Unique SSID disrupts Apple iPhone and iPad:
Found by engineer Carl Schou, the details of the Apple iPhone and iPad bug were shared via Twitter by the engineer that showcased the nature of the iPhone’s WiFi having rendered completely dysfunctional after a very specific WiFi name was logged into the iPhone.
It was observed that when a Wifi network with the SSID “%p%s%s%s%s%n” was entered into a user’s iPhone or iPad, the entire functionality of the iPhone became disabled at that instant.
What is even more concerning is that the conclusion that if even the users attempt to change the SSID name or reboot the device, the iPhone or iPad bug endures.
Additionally, the bug also impacts system networking features like Apple AirDrop that were detected to have stopped operating after encountering the vulnerability.
Taking into consideration all the device security and functionality risks that are posed by the specific SSID, security experts have recommended users to avoid any WiFi network with the same name as well as remain vary of a network name sharing similar SSIDs.

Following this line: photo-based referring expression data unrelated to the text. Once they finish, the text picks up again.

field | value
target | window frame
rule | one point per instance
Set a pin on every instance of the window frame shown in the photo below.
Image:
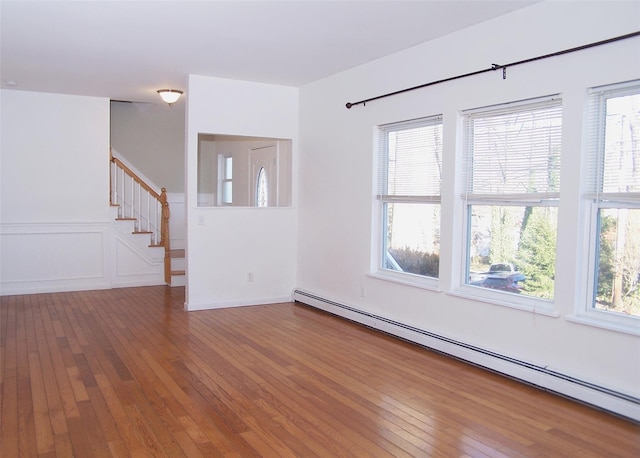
(526, 199)
(595, 199)
(382, 199)
(223, 179)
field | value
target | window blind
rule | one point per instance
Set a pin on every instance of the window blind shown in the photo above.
(613, 139)
(514, 150)
(410, 159)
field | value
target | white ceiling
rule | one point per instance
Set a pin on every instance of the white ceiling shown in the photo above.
(125, 50)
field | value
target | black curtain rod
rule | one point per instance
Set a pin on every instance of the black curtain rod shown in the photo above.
(495, 67)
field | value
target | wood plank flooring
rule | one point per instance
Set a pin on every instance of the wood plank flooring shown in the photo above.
(126, 372)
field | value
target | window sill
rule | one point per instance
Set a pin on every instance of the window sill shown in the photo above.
(623, 324)
(416, 281)
(528, 305)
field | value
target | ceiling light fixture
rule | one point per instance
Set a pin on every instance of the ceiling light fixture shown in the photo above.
(170, 96)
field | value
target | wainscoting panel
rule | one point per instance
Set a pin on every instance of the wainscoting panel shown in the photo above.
(53, 257)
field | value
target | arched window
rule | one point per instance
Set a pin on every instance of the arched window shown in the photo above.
(262, 189)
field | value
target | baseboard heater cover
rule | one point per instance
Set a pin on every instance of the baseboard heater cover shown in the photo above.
(613, 401)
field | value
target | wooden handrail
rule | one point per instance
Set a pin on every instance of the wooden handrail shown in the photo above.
(164, 238)
(135, 177)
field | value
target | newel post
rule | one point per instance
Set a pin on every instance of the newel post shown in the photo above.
(164, 235)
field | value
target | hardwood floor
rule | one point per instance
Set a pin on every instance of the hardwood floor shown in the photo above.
(126, 372)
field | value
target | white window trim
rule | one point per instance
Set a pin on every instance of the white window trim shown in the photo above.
(463, 289)
(222, 179)
(584, 312)
(376, 269)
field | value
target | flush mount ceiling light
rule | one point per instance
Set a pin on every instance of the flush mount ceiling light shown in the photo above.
(170, 96)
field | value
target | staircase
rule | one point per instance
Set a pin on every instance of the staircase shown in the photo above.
(142, 212)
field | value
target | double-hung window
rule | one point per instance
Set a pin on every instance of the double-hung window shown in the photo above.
(409, 177)
(511, 171)
(613, 196)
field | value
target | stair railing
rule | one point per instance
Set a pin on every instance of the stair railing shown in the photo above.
(139, 202)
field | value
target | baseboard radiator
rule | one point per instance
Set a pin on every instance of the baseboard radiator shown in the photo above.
(598, 396)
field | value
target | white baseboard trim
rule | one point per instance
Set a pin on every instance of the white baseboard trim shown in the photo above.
(51, 286)
(192, 307)
(610, 400)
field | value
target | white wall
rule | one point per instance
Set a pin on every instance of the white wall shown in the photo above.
(225, 244)
(152, 138)
(336, 173)
(54, 192)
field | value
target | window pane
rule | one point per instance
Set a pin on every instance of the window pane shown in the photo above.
(413, 238)
(513, 249)
(515, 151)
(622, 154)
(262, 191)
(414, 161)
(226, 192)
(618, 273)
(228, 168)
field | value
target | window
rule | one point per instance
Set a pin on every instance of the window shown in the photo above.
(262, 189)
(225, 166)
(512, 184)
(613, 195)
(410, 164)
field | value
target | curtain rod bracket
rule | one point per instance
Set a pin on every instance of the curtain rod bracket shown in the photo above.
(503, 67)
(496, 66)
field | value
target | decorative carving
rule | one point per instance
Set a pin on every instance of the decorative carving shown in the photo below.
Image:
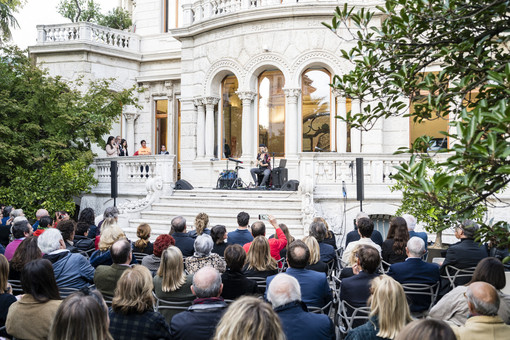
(154, 187)
(248, 96)
(211, 100)
(223, 64)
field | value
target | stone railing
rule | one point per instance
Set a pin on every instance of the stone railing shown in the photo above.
(134, 173)
(86, 32)
(195, 11)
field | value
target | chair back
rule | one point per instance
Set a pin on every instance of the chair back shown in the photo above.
(169, 308)
(426, 291)
(351, 317)
(457, 276)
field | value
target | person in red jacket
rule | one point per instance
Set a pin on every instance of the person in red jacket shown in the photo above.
(275, 244)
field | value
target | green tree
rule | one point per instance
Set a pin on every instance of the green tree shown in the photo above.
(47, 127)
(468, 41)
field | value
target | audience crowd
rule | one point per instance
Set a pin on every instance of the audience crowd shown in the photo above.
(61, 279)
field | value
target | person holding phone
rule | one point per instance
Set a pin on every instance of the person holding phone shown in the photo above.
(263, 166)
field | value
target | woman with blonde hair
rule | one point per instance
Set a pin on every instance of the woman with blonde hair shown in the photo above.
(201, 224)
(170, 282)
(389, 311)
(81, 316)
(249, 318)
(132, 315)
(259, 261)
(314, 263)
(109, 236)
(143, 245)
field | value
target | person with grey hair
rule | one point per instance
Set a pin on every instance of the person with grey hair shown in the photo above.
(72, 270)
(411, 225)
(484, 322)
(284, 293)
(464, 254)
(203, 256)
(20, 229)
(415, 270)
(183, 240)
(319, 232)
(353, 235)
(200, 320)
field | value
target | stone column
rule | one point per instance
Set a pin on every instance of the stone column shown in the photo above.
(200, 127)
(355, 133)
(209, 125)
(292, 139)
(131, 115)
(248, 130)
(341, 126)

According to Apple experts, the bug does not affect the hardware of the devices, thereby evading any critical hazards. The issue is expected to be patched in a future iOS update.
How to fix this issue?:
In a scenario where an iPhone or iPad user may have fallen prey to the issue, there is a recommended workaround where users can head on the device’s Settings, select the General option and click on reset. The user can then click on Reset Network Settings. This method should essentially reset all saved network settings, including saved passwords, and VPN settings. Subsequently, the user will observe that they have regained WiFi functionality after the reset.